Dalam laguna yang lebih dingin, Oliver menemukan hanya sedikit koral yang hanya bersimbiosis dengan alga resistan panas, namun di perairan yang lebih panas dia mencatat adanya kenaikan proporsi alga tersebut. Hal itu mengindikasikan bahwa sejumlah karang telah mengganti alga sensitif panas dengan tipe yang lebih kukuh. Hasil riset Palumbi dan Oliver ini kemudian dikombinasikan dengan data regional dari sejumlah tempat di Pasifik dan dipublikasikan dalam jurnal Marine Ecology Progress Series pada Maret lalu.
Untuk melihat apakah pola ini juga berlaku pada skala global, para ilmuwan merangkul Kevin Arrigo, seorang pakar ilmu sistem lingkungan Bumi di Stanford, yang juga ahli pencitraan satelit jarak jauh terhadap microalgae laut. Arrigo telah mengumpulkan data oseanografi dari seluruh dunia dengan beragam variabel lingkungan, termasuk keasaman laut, frekuensi peristiwa cuaca, dan temperatur muka laut.
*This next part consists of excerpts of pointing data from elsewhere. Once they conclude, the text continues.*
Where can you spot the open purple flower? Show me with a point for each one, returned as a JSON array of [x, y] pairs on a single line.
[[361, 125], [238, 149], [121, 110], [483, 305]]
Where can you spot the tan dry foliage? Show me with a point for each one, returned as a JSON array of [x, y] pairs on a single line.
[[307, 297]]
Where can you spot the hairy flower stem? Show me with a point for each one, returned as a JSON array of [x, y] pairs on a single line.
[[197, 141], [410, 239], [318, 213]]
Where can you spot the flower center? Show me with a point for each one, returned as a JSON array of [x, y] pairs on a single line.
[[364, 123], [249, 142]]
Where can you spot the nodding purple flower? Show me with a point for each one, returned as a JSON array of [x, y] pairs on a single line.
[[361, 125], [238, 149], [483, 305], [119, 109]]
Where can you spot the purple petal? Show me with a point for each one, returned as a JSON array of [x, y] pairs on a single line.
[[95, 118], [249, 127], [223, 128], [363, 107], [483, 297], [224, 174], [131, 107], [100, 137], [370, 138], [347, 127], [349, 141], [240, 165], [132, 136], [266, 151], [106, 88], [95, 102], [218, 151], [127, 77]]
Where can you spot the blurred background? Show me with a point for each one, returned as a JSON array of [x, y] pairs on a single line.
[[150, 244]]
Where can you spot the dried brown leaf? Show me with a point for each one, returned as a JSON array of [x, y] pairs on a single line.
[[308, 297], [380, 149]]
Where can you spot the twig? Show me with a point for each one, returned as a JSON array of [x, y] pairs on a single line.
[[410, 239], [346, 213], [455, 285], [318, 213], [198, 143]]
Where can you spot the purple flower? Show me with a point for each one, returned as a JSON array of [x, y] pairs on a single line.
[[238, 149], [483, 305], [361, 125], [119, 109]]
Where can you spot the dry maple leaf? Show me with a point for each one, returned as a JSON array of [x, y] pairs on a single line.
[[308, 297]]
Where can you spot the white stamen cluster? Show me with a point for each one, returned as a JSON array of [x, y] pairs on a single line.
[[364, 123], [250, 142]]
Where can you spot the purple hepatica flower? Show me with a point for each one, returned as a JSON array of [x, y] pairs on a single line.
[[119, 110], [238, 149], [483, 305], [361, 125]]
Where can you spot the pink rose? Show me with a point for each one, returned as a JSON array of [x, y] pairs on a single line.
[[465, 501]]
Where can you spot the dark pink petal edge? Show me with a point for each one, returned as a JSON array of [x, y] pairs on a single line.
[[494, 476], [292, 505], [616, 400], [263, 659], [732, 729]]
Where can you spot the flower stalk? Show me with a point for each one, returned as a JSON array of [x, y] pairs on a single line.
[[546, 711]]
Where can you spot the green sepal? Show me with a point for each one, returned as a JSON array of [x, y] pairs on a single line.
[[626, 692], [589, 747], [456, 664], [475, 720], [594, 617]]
Oliver membandingkan puluhan hasil studi terumbu karang dari seluruh perairan tropis dengan data lingkungan Arrigo. Hasilnya mengungkap adanya pola yang sama: di kawasan dengan temperatur samudra tahunan maksimum di atas 29 sampai 31 derajat Celsius, koral menghindari bleaching dengan menjadi inang bagi lebih banyak alga tahan panas.
Koral umumnya mati dan memutih ketika temperatur naik satu derajat Celsius di atas suhu normal dalam jangka panjang. Tetapi simbion tahan panas memungkinkan karang mampu mengatasi kenaikan temperatur hingga 1,5 derajat Celsius di atas ambang batas bleaching. Kemampuan itu mungkin cukup untuk membantu koral bertahan melewati akhir abad ini, kata Oliver, bergantung pada seberapa parah pemanasan global terjadi.
Laporan United Nations International Panel on Climate Change pada 2007 menyimpulkan bahwa rata-rata temperatur muka laut ada kemungkinan naik 2-4,5 derajat Celsius pada 2100. Dalam skenario itu, pergantian simbion saja tak bakal cukup membantu koral, tapi Oliver berharap harapan itu tetap ada berkat bantuan mekanisme adaptif lainnya. "Temuan ini menunjukkan, dengan waktu yang cukup, banyak koral bisa menyesuaikan diri dengan lingkungan yang kian memanas," ujarnya. "Sayangnya, lingkungan modern berubah begitu cepat sehingga koral mungkin tak bisa mengejar."
Meski begitu, Oliver menaruh harapan besar pada koral tahan panas, yang ternyata juga lebih toleran terhadap kenaikan keasaman laut yang terjadi ketika samudra menyerap karbon dioksida dari atmosfer, yang juga mengancam terumbu karang. "Ini menunjukkan koral di seluruh dunia beradaptasi terhadap kenaikan keasaman dan panas," kata Oliver. "Di seluruh perairan tropis, koral dengan kemampuan berganti simbion dapat bertahan hidup."